Note d’information du 6 février 2018
Détection en octobre 2017 de ruthénium 106 (1) en France et en Europe :
Résultats des investigations de l’IRSN

L’IRSN publie un rapport qui fait la synthèse des différentes investigations qu’il a menées à la suite de la détection en octobre 2017 de ruthénium 106 en France et en Europe. Ce rapport a été présenté par l’IRSN le 31 janvier 2018 à Moscou à l’occasion de la première réunion de la Commission internationale d’experts mise en place par les autorités russes, dédiée à l’examen de l’origine du ruthénium 106.

Du ruthénium-106 a été détecté en octobre 2017 par plusieurs réseaux européens de surveillance de la radioactivité dans l’atmosphère, à des niveaux de l’ordre de quelques millibecquerels par mètre cube d’air. Dès qu’il a eu connaissance des premières détections de Ruthénium-106 dans l’atmosphère en Europe, l’IRSN a mobilisé l’ensemble de ses moyens de surveillance radiologique de l’atmosphère. L’IRSN s’est d’abord assuré que les niveaux de concentration dans l’air en Ruthénium-106 et leur évolution en Europe et a fortiori en France ont été sans conséquence tant pour la santé humaine que pour l’environnement. Ensuite, à partir des conditions météorologiques fournies par Météo France et des résultats de mesure disponibles dans les pays européens, l’IRSN a réalisé des simulations afin de localiser la zone de rejet, d’évaluer la quantité de ruthénium rejetée ainsi que la période et la durée de rejet.

L’IRSN publie aujourd’hui un rapport faisant la synthèse des différentes analyses réalisées par l’Institut à partir des données disponibles et de ses propres connaissances pour comprendre l’origine du rejet de Ruthénium-106. Ce rapport reprend les éléments déjà présentés le 9 novembre 2017 dans la note d’information de l’IRSN et sont complétés par les résultats des investigations conduites depuis. Ce rapport conclut qu’un rejet d'une quantité importante de Ruthénium localisé entre la Volga et l'Oural, et qui se serait produit fin septembre 2017 au cours d'une opération de traitement de combustible irradié refroidi deux ans environ, est l’hypothèse qui explique le mieux les mesures issues des stations de surveillance de la radioactivité atmosphérique de différents pays européens. L’IRSN émet l’hypothèse de l’âge du combustible en raison de la détection, dans certaines mesures, de Ruthénium-103 avec un ratio par rapport au Ruthénium-106 caractéristique d’un combustible usé sorti d’un réacteur nucléaire depuis environ 2 ans.
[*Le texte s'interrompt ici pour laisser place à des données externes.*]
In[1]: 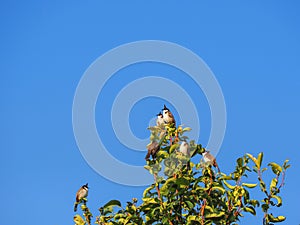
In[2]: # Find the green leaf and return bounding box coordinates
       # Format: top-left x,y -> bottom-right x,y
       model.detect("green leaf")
242,183 -> 257,188
257,152 -> 263,169
268,162 -> 282,175
169,144 -> 179,154
270,178 -> 278,192
143,185 -> 154,198
103,200 -> 121,208
73,214 -> 85,225
156,151 -> 169,159
184,201 -> 194,210
211,186 -> 225,194
205,212 -> 225,219
268,214 -> 285,223
271,195 -> 282,207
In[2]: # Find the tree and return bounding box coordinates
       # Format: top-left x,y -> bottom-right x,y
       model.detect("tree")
74,124 -> 290,225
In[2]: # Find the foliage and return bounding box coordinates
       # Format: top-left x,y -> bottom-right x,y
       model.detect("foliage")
74,125 -> 290,225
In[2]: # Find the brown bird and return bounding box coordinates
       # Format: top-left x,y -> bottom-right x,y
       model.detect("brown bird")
74,183 -> 89,212
202,151 -> 220,173
162,105 -> 176,126
145,141 -> 160,160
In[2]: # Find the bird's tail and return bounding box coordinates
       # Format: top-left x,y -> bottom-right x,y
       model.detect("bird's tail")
74,202 -> 78,212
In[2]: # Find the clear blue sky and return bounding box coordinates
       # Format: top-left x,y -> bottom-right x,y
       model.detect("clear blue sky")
0,0 -> 300,225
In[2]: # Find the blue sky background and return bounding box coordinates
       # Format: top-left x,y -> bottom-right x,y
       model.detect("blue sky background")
0,0 -> 300,225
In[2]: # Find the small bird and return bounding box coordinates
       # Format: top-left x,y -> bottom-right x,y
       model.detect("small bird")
162,105 -> 176,126
202,151 -> 220,173
156,112 -> 165,127
179,141 -> 190,156
74,183 -> 89,212
145,141 -> 160,160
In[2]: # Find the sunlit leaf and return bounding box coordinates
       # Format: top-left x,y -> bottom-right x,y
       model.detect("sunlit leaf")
242,183 -> 257,188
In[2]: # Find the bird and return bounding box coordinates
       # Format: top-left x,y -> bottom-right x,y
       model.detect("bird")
145,141 -> 160,160
162,105 -> 176,126
156,112 -> 165,127
202,150 -> 220,173
74,183 -> 89,212
179,141 -> 190,156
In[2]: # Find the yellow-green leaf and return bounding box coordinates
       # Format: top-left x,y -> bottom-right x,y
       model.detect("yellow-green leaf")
73,214 -> 85,225
223,180 -> 235,190
242,183 -> 257,188
271,195 -> 282,207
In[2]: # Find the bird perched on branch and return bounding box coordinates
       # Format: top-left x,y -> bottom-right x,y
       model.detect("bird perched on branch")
145,141 -> 160,160
202,151 -> 220,173
162,105 -> 176,126
74,183 -> 89,212
156,112 -> 165,127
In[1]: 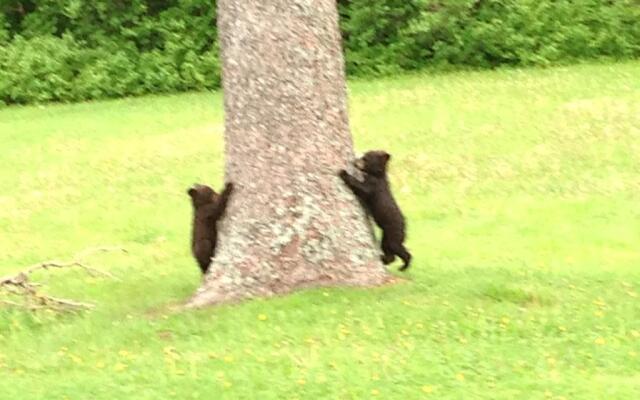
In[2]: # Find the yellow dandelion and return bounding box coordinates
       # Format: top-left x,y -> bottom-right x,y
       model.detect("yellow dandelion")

Ce rapport a été présenté par l’IRSN le 31 janvier 2018 à Moscou à l’occasion de la première réunion de la Commission internationale d’experts mise en place par les autorités russes, dédiée à l’examen de l’origine du Ruthénium-106. Les conclusions de l'IRSN sont en accord avec celles de la Commission en ce qui concerne l’importance du rejet, l’impossibilité d’une origine liée à une source médicale ou à un satellite, ainsi que l’hypothèse d’un incident lors d'une opération de traitement de combustible irradié refroidi deux ans environ.

En revanche, il reste une incertitude quant à la localisation du lieu du rejet. Pour l’IRSN, une hypothèse possible est celle d’un rejet provenant d’un incident survenu lors d’une opération utilisant du combustible irradié refroidi deux ans environ à l’usine de Mayak (Russie) qui est située dans une zone comprise entre la Volga et l’Oural. L’Autorité de sûreté russe, se fondant sur les inspections qu’elle a menées, affirme qu’aucun incident n’est survenu entre août et novembre 2017 dans les installations de Dimitrovgrad et de Mayak situées dans la zone identifiée par l’IRSN.

La Commission a décidé de poursuivre ses travaux en analysant dans un premier temps toutes les mesures réalisées ainsi que les conditions météorologiques locales, communiquées par les Autorités russes, puis en demandant la réalisation de nouvelles mesures dans la région de Chelyabinsk. La prochaine réunion est fixée au 11 avril 2018, à Moscou.

Communiqué d’IBRAE (Institut de la sécurité nucléaire de l'académie russe des sciences) à la suite de la Commission :

http://en.ibrae.ac.ru/newstext/883/

note

1 -Le ruthénium 106 est un radionucléide d’origine artificielle. Il s’agit d’un produit de fission issu de l’industrie nucléaire. Ce radionucléide est par ailleurs utilisé dans le domaine médical pour des traitements par curiethérapie.